Structural alignment had revealed remote homologies where sequential alignment couldn’t. In numerous oncogenic families, I could clearly identify peptides with dissimilar amino acid sequences displaying similar protein structure.

Clusters form around proteins whose alignment with each other have high Z scores. Within superfamily clusters, both BLAST and DALI alignment contain many of the same protein members. However, there were many discrepancies in the specific companion protein that a given cancer driver protein clustered (aligned) most closely with. These minute differences within family orientation and membership inclusion were due to the remote homologies undetected by BLAST which appeared in DALI. Without going into the undisclosed specifics, there were tons of insights gained regarding cancer driver proteins of interest for my company, as well as a few new priority targets given the high Z-scores of structurally similar proteins.

An example of a polar dendrogram! Made by Sam Roberts at MathWorks. For confidentiality reasons, I cannot share the interactive dendrograms I made, though they were objectively prettier :)

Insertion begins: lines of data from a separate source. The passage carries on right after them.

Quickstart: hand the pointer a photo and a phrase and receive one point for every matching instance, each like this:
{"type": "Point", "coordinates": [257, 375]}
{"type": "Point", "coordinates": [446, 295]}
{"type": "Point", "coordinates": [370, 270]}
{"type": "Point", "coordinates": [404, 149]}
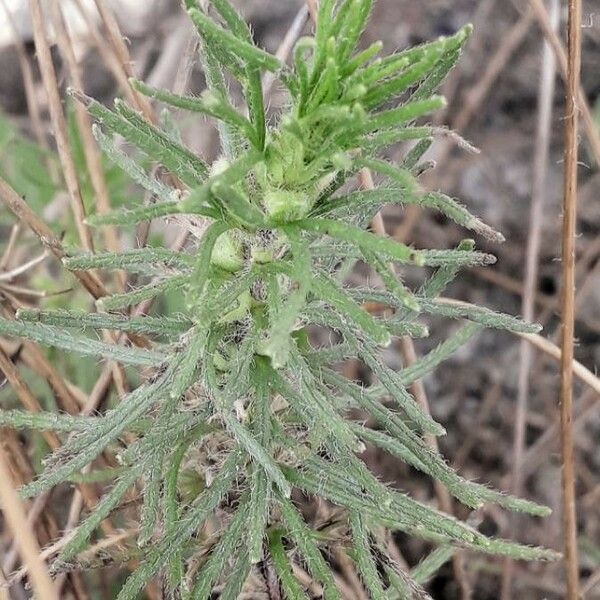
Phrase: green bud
{"type": "Point", "coordinates": [228, 253]}
{"type": "Point", "coordinates": [284, 206]}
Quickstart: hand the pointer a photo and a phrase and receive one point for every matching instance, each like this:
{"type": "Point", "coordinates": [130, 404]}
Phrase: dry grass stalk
{"type": "Point", "coordinates": [542, 148]}
{"type": "Point", "coordinates": [122, 53]}
{"type": "Point", "coordinates": [59, 123]}
{"type": "Point", "coordinates": [568, 297]}
{"type": "Point", "coordinates": [590, 127]}
{"type": "Point", "coordinates": [28, 81]}
{"type": "Point", "coordinates": [92, 154]}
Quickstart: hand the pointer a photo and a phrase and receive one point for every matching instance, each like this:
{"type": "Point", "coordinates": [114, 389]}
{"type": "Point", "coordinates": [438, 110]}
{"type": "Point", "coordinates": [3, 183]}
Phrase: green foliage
{"type": "Point", "coordinates": [234, 378]}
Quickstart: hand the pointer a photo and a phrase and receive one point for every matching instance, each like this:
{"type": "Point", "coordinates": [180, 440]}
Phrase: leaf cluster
{"type": "Point", "coordinates": [238, 408]}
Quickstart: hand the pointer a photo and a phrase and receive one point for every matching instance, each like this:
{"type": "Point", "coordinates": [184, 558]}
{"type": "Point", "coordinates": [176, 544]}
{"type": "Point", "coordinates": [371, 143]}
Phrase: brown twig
{"type": "Point", "coordinates": [59, 123]}
{"type": "Point", "coordinates": [91, 153]}
{"type": "Point", "coordinates": [28, 82]}
{"type": "Point", "coordinates": [534, 237]}
{"type": "Point", "coordinates": [568, 297]}
{"type": "Point", "coordinates": [283, 51]}
{"type": "Point", "coordinates": [14, 514]}
{"type": "Point", "coordinates": [122, 53]}
{"type": "Point", "coordinates": [589, 123]}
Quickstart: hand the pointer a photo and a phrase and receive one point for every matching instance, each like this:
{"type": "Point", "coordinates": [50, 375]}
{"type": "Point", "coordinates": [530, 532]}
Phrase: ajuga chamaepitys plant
{"type": "Point", "coordinates": [237, 409]}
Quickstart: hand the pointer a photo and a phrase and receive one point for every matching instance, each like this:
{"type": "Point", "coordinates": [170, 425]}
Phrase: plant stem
{"type": "Point", "coordinates": [568, 299]}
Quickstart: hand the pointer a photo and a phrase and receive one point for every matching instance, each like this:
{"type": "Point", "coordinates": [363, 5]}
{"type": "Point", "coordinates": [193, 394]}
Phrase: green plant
{"type": "Point", "coordinates": [238, 408]}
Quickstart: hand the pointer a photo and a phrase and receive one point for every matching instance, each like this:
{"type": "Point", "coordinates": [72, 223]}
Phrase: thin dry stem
{"type": "Point", "coordinates": [28, 81]}
{"type": "Point", "coordinates": [59, 123]}
{"type": "Point", "coordinates": [568, 298]}
{"type": "Point", "coordinates": [122, 53]}
{"type": "Point", "coordinates": [534, 237]}
{"type": "Point", "coordinates": [287, 44]}
{"type": "Point", "coordinates": [591, 129]}
{"type": "Point", "coordinates": [92, 155]}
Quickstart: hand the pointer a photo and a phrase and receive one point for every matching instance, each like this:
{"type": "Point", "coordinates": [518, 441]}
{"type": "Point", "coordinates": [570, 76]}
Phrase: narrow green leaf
{"type": "Point", "coordinates": [56, 337]}
{"type": "Point", "coordinates": [217, 563]}
{"type": "Point", "coordinates": [142, 257]}
{"type": "Point", "coordinates": [209, 103]}
{"type": "Point", "coordinates": [202, 267]}
{"type": "Point", "coordinates": [303, 538]}
{"type": "Point", "coordinates": [117, 301]}
{"type": "Point", "coordinates": [231, 44]}
{"type": "Point", "coordinates": [81, 535]}
{"type": "Point", "coordinates": [43, 421]}
{"type": "Point", "coordinates": [364, 558]}
{"type": "Point", "coordinates": [155, 144]}
{"type": "Point", "coordinates": [363, 239]}
{"type": "Point", "coordinates": [163, 192]}
{"type": "Point", "coordinates": [189, 523]}
{"type": "Point", "coordinates": [81, 320]}
{"type": "Point", "coordinates": [258, 453]}
{"type": "Point", "coordinates": [329, 292]}
{"type": "Point", "coordinates": [477, 314]}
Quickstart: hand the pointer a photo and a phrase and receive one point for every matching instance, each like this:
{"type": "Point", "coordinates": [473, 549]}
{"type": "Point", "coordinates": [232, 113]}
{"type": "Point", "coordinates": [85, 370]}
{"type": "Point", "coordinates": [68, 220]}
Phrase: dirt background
{"type": "Point", "coordinates": [474, 394]}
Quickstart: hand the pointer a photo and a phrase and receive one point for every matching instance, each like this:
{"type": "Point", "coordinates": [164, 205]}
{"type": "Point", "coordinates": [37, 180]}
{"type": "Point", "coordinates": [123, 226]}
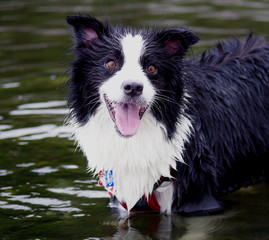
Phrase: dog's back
{"type": "Point", "coordinates": [229, 100]}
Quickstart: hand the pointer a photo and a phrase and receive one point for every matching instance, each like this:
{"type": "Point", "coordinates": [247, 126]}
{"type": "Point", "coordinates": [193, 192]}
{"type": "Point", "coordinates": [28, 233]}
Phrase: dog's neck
{"type": "Point", "coordinates": [137, 162]}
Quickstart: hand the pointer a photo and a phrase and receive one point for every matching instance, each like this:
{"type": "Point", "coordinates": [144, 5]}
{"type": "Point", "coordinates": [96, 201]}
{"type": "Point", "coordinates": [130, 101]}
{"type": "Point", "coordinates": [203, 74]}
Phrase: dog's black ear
{"type": "Point", "coordinates": [177, 40]}
{"type": "Point", "coordinates": [86, 29]}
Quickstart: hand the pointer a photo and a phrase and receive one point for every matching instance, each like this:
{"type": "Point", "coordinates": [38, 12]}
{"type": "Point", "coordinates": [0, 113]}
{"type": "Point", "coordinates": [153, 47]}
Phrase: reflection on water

The output polar dendrogram looked like this, but a little cleaner. I generated one for structural alignment with DALI and one for sequential alignment with BLAST to visualize alignment clusters. Phylocanvas offers some awesome customization; you can set the shape and color of each node individually, so I created a colorimetric scale from blue to red to encode additional data about a protein’s mutational frequency in patient populations. Using the Genie dataset, I computed the proportion of the patient population that tested positive for mutations in a given protein across different cancer histotypes (i.e CRC, NSCLC, pancreatic cancer).

Conclusion

All-in-all, this project was a success, and resulted in a dynamic data tool to support decisions about prioritizing the next generation of targets reusing RevMed’s unique tricomplex platform so we don’t have to “reinvent the wheel” chasing new cancer mutations. It also provides motivation to seek developing novel inhibitors for clusters of proteins that are highly similar and highly mutated in the patient population (whose families shall be unnamed in this write-up). Being able to overlay biological data of interest with node shape, size, or color is a fantastic feature, and can be used in the future to assess tissue distribution or CRISPR screen data. My analysis validated the reliability of DALI on cancer driver datasets like OncoKB, as well as justified the benefit of AlphaFold; 30% of predicted-protein structure data used in this project didn’t have any experimental crystallography data, meaning those proteins would have been lost in this structural clustering analysis without AlphaFold. I learned how to multithread data processing pipelines, became fluent at scripting in annoying vim editors, and, in a project necessitating over 20 scripts, was able to practice developing software pipelines for reusability and dynamism. Huge thank you to RevMed for letting me run the point on such a fascinating project!